Главное в том, что на «территорию» накладывается весьма несовершенный инструмент под названием «схема функционального зонирования»: зона музеев, зона торговли, зона обслуживания… При этом проектировщики «не замечают» крупных сооружений, занятых конторами высшего ранга, но институту и его студентам, оказывается, не место в новой историко-заповедной «зоне».
Перехват лозунгов традиционалистских охранителей налицо — рожденная технократическим восторгом схема теперь включает сомнительную программу восстановления (строительства заново) здания Казанского собора, весело уничтоженного в 30-е годы, сразу после завершения длительных реставрационных работ.

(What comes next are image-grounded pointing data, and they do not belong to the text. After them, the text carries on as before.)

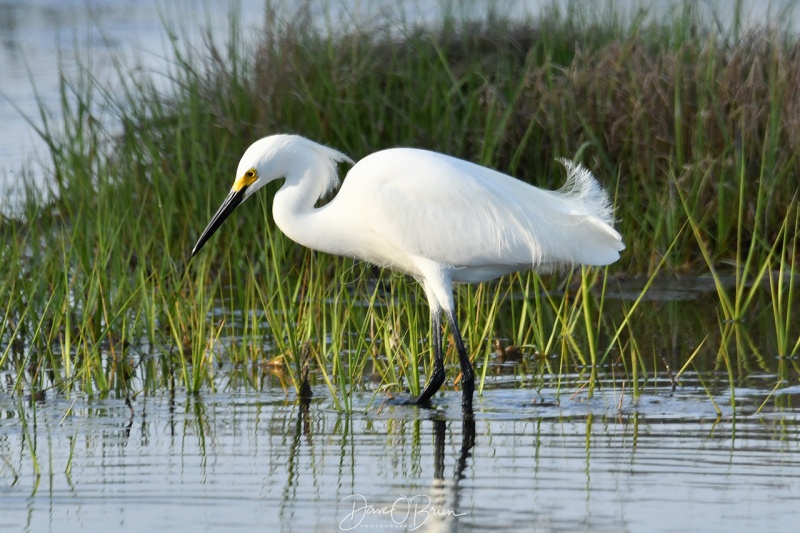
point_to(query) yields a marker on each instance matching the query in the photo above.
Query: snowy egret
(432, 216)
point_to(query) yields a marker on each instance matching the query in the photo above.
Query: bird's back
(481, 222)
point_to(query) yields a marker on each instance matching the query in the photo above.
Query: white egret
(437, 218)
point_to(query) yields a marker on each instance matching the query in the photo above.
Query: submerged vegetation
(694, 131)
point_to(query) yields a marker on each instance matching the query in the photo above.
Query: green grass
(691, 131)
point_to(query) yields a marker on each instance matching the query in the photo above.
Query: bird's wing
(458, 213)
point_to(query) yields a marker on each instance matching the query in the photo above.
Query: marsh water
(540, 453)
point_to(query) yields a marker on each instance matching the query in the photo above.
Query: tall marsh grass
(695, 133)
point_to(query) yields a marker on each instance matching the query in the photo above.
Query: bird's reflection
(446, 493)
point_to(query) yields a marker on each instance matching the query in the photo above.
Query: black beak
(227, 207)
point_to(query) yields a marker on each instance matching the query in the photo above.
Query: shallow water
(252, 461)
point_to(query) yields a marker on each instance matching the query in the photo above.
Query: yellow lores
(248, 178)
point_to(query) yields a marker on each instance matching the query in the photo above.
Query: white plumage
(429, 215)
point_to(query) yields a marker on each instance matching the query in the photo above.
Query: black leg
(437, 377)
(467, 374)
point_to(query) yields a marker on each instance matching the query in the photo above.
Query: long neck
(293, 205)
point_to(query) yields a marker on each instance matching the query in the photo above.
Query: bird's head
(260, 164)
(271, 158)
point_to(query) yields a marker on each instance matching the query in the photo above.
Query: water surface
(257, 461)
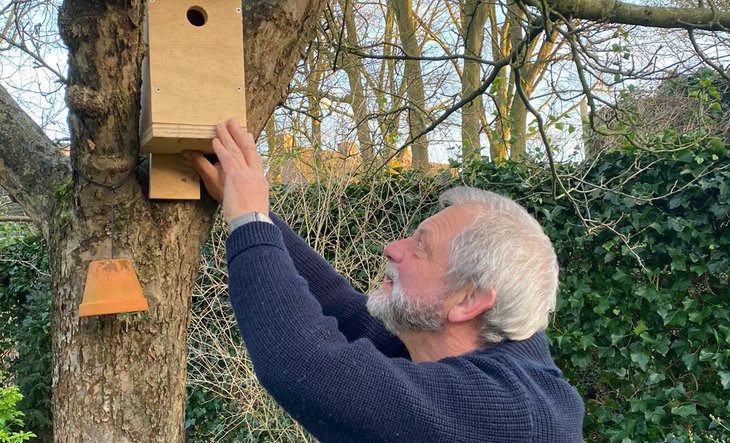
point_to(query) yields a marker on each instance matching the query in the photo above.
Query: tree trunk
(121, 378)
(412, 76)
(353, 68)
(473, 20)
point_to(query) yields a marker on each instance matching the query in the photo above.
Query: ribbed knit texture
(345, 378)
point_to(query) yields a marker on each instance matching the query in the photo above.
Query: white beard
(400, 311)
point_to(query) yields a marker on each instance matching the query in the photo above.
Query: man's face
(414, 292)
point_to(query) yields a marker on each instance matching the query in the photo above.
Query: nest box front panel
(194, 73)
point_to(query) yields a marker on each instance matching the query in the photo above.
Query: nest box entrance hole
(197, 16)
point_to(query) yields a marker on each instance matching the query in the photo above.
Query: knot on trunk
(87, 101)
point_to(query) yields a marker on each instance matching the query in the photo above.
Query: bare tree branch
(31, 166)
(614, 11)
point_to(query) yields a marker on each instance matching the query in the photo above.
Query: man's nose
(394, 251)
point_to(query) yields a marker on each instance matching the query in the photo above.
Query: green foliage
(11, 424)
(643, 240)
(25, 302)
(642, 322)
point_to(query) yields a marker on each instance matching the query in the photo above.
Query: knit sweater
(345, 378)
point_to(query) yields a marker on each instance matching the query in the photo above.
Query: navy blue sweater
(345, 378)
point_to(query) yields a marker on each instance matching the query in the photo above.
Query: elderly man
(450, 348)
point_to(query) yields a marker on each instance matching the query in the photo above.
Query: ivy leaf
(690, 360)
(724, 379)
(685, 410)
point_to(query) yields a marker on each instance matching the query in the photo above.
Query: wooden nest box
(193, 79)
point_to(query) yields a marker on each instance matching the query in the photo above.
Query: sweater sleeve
(343, 390)
(337, 296)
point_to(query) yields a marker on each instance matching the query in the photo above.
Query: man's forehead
(450, 217)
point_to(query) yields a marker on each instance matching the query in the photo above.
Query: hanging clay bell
(112, 287)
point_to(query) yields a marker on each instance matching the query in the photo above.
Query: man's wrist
(248, 218)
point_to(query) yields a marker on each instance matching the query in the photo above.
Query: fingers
(203, 167)
(226, 158)
(245, 142)
(226, 140)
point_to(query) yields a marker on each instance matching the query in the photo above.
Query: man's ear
(473, 304)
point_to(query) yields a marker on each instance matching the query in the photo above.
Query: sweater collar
(534, 348)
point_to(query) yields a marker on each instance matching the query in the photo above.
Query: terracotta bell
(112, 287)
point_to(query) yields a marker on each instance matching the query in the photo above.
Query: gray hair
(506, 249)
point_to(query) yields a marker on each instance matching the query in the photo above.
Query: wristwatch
(248, 218)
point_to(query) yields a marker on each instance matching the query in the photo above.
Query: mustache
(391, 271)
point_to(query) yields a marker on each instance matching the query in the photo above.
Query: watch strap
(248, 218)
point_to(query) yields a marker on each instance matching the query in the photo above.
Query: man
(454, 349)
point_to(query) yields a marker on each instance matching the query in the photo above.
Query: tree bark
(473, 19)
(353, 68)
(412, 76)
(121, 378)
(618, 12)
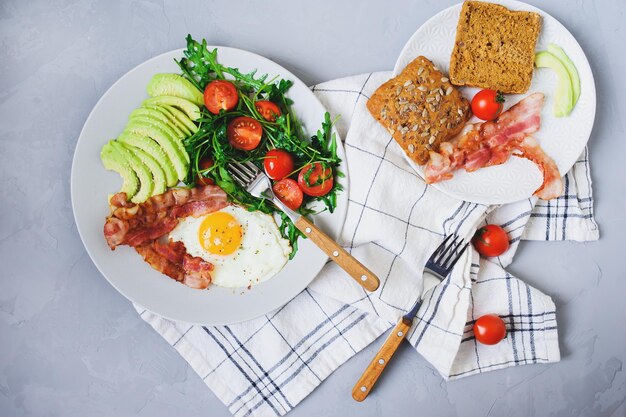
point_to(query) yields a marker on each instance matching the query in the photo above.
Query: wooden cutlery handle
(380, 361)
(360, 273)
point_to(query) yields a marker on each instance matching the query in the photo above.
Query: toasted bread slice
(494, 48)
(420, 108)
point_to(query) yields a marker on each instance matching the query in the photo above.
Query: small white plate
(562, 138)
(124, 268)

Перед нами программа постадийного умерщвления всего Китай-города за счет его «упорядочения». Логика кристально ясная. Сталкивается она с альтернативной логикой, согласно которой наибольшую ценность Месту придает как раз историко-архивный институт, его развитие вдоль Никольской улицы с гарантией предоставления всех исторических построек для свободного доступа в определенные часы и дни, что является принятой во всем мире практикой.
Таким образом, с одной стороны, крупномасштабное зонирование, авторы которого охотно оперируют разноокрашенными пятнами без зазоров, в пределах которых граждане ведут себя «по правилам», с другой — сеть связей между индивидуальными Местами, каждое из которых рассматривается как ценность в себе и одновременно как звено ценностной цепи.
Технократизм, натуральным образом испытывающий слабость к декоруму, готов, как мы заметили уже, соглашаться на восстановление того, что было разрушено тем же технократизмом в иных исторических условиях. Так, всерьез обсуждается вопрос о возможном строительстве заново Сухаревой башни, вполне серьезно обсуждается строительство заново собора на Сенной площади в Ленинграде, что вызывает умильную реакцию немалого числа традиционалистов.
Возникает вопрос: почему же технократизм оказывается вдруг столь гибок и, казалось бы, изменяет самому себе? Потому и гибок в частностях, что не изменяет себе в главном: восстановление внешней оболочки не является препятствием традиционной технократической логике. Реальным ее противником является этика Места как индивидуальности, формируемой самопроизвольным взаимодействием людей, этика саморегулируемого поведения людей в локализованном месте пространственной структуры города. Эту вторую логику технократы от проектирования, планирования, программирования и управления ни в коем случае не могу принять по той причине, что она их исключает или, во всяком случае, оттесняет на роль технического агента автономного социального действия.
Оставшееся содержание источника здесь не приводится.